Черта также символизирует идеальный договор. Чтобы увидеть его, вообразите насилие от человека в виде стрелок вверх от черты (А), а к человеку – вниз (Б). Пусть длина стрелок отражает силу воздействия. Человек обычно сопротивляется внешнему насилию, однако силы его не бесконечны. Маленькие стрелки Б он может победить легко, а крупные – вряд ли. На такое способны только герои. Стрелки А тоже встречают сопротивление и, что очевидно, сильные люди не только хорошо отражают стрелки Б, но и могут производить большие стрелки А.
Как перейти к договору? Надо ограничить насилие. Начнем со стрелок Б. Легко видеть, что каждый хотел бы в сущности одного – чтобы насилие к нему исчезло. Т.е. приемлемый уровень Б – не героический, а минимальный, доступный каждому, да еще и стремящийся к черте. Сложнее обстоит дело со стрелками А. Во-1-х, насилие к другим людям – обычно следствие насилия или внешнего, или нашей природы, т.е. стрелки А и Б связаны между собой и поэтому отказ от насилия требует некоторого усилия.
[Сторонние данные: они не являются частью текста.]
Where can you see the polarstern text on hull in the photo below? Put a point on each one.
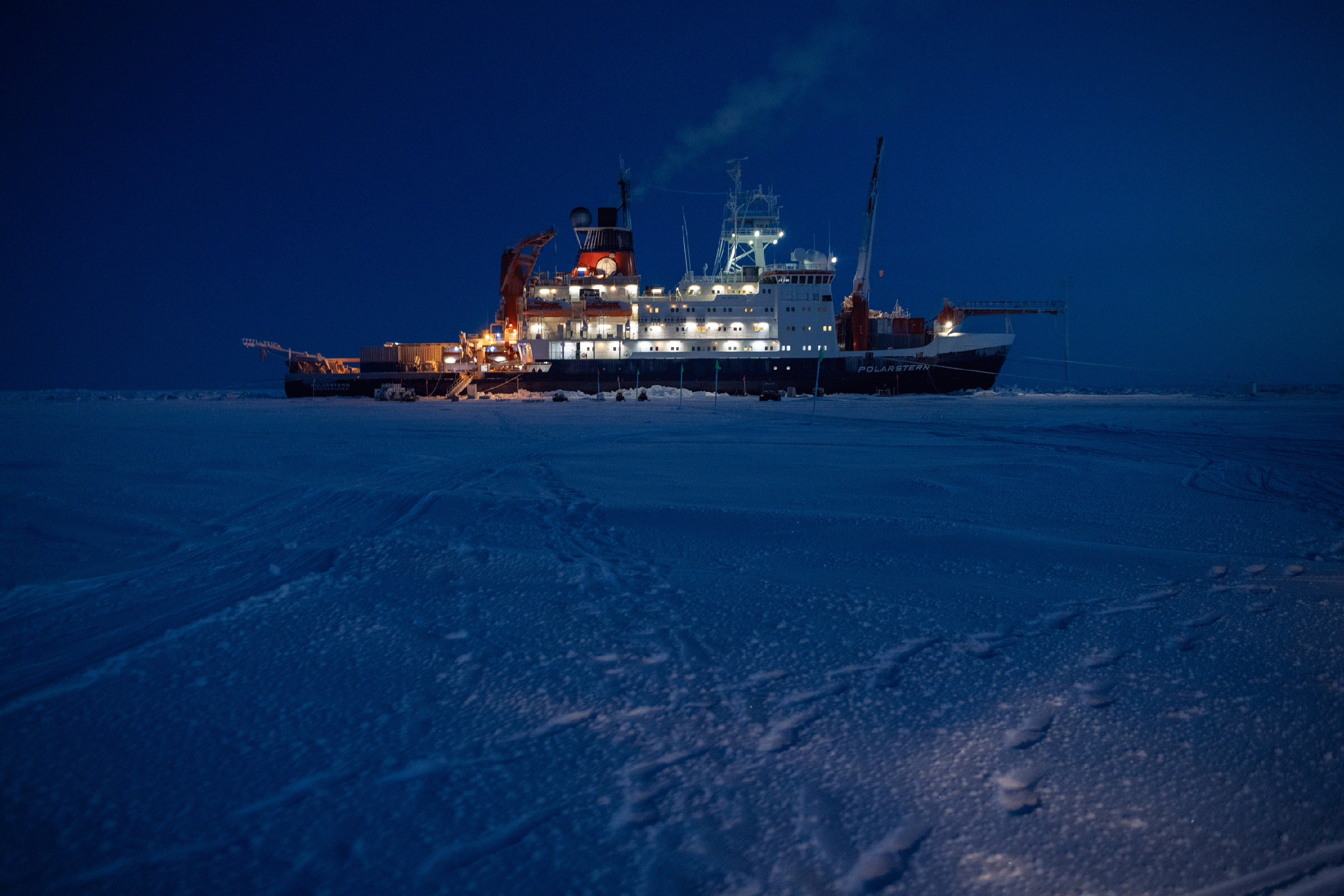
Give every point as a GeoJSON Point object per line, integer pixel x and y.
{"type": "Point", "coordinates": [756, 323]}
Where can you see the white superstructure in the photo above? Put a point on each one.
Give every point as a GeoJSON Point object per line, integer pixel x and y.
{"type": "Point", "coordinates": [749, 304]}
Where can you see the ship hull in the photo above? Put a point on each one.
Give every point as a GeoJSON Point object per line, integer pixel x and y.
{"type": "Point", "coordinates": [853, 372]}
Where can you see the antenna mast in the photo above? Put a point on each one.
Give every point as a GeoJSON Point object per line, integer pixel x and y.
{"type": "Point", "coordinates": [624, 181]}
{"type": "Point", "coordinates": [861, 275]}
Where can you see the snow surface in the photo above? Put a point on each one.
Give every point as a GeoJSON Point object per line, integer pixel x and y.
{"type": "Point", "coordinates": [995, 642]}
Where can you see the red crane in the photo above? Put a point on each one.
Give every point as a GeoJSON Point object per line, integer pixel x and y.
{"type": "Point", "coordinates": [515, 268]}
{"type": "Point", "coordinates": [856, 304]}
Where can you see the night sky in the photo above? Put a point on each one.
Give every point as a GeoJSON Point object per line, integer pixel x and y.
{"type": "Point", "coordinates": [328, 176]}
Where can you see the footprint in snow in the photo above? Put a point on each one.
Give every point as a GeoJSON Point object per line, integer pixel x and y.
{"type": "Point", "coordinates": [1184, 641]}
{"type": "Point", "coordinates": [1108, 657]}
{"type": "Point", "coordinates": [1199, 622]}
{"type": "Point", "coordinates": [1031, 728]}
{"type": "Point", "coordinates": [819, 822]}
{"type": "Point", "coordinates": [882, 863]}
{"type": "Point", "coordinates": [1096, 693]}
{"type": "Point", "coordinates": [561, 723]}
{"type": "Point", "coordinates": [802, 698]}
{"type": "Point", "coordinates": [781, 734]}
{"type": "Point", "coordinates": [1017, 789]}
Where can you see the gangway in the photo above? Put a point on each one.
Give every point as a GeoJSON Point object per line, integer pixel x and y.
{"type": "Point", "coordinates": [305, 362]}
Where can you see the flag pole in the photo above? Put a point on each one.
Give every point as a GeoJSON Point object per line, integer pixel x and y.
{"type": "Point", "coordinates": [818, 383]}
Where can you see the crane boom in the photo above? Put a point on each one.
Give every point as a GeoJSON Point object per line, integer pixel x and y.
{"type": "Point", "coordinates": [861, 275]}
{"type": "Point", "coordinates": [515, 268]}
{"type": "Point", "coordinates": [854, 319]}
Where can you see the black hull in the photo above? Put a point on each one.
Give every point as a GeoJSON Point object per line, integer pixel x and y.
{"type": "Point", "coordinates": [851, 374]}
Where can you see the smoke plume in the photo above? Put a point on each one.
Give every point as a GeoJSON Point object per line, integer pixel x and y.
{"type": "Point", "coordinates": [800, 73]}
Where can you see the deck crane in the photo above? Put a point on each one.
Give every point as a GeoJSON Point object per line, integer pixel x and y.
{"type": "Point", "coordinates": [856, 304]}
{"type": "Point", "coordinates": [515, 268]}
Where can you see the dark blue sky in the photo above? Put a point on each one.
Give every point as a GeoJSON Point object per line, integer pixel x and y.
{"type": "Point", "coordinates": [331, 176]}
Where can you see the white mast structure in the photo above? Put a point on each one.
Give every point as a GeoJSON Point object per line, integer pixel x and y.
{"type": "Point", "coordinates": [750, 224]}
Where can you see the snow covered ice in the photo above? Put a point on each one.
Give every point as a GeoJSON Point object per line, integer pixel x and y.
{"type": "Point", "coordinates": [996, 642]}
В-2-х, человеку свойственно лучше чувствовать насилие по отношению к себе, отчего стрелки А имеют тенденцию хотеть быть больше. В-3-х, сильным насилие выгодно. Поэтому здесь договор идет трудно и приемлемый уровень А высок – люди способны согласовать лишь отказ от самого вопиющего насилия. Но это пока! Ибо стрелки А и Б – это одни и те же стрелки, только для разных людей. А значит договор устраивающий всех лежит там, где совпадают приемлемые уровни А и Б – на черте!
***
Этот последний рисунок, честно говоря, угнетает. Как можно жить под таким невыносимым моральным гнетом? К чему стремиться, когда все пространство целей и действий сжимается в одну точку? Чего хотеть, если все полезное, выгодное и сладкое запрещено? Не знаю, друзья мои. Как-то же мы с вами живем?
Вечно Ваш,
УЗ
PS. Может, наверное, показаться, что человек – это робот, запрограммированный кем-то на поиск свободы. Механизм – это расчеты, формулы и чертежи, законы динамики, психологии и медицины. Тут дело вот в чем, друзья мои. Ни один механизм не работает сам по себе. Каждый механизм надо не только сделать, но еще завести и включить. Кроме природы конечно, та работает сама. Вопрос скорее в том, почему мы включаем эти механизмы? Что подсказывает нам иную правильность и заставляет отказываться от заложенного природой порядка? Откуда в нас нечто, что фактически ставит нас на один уровень с самой природой?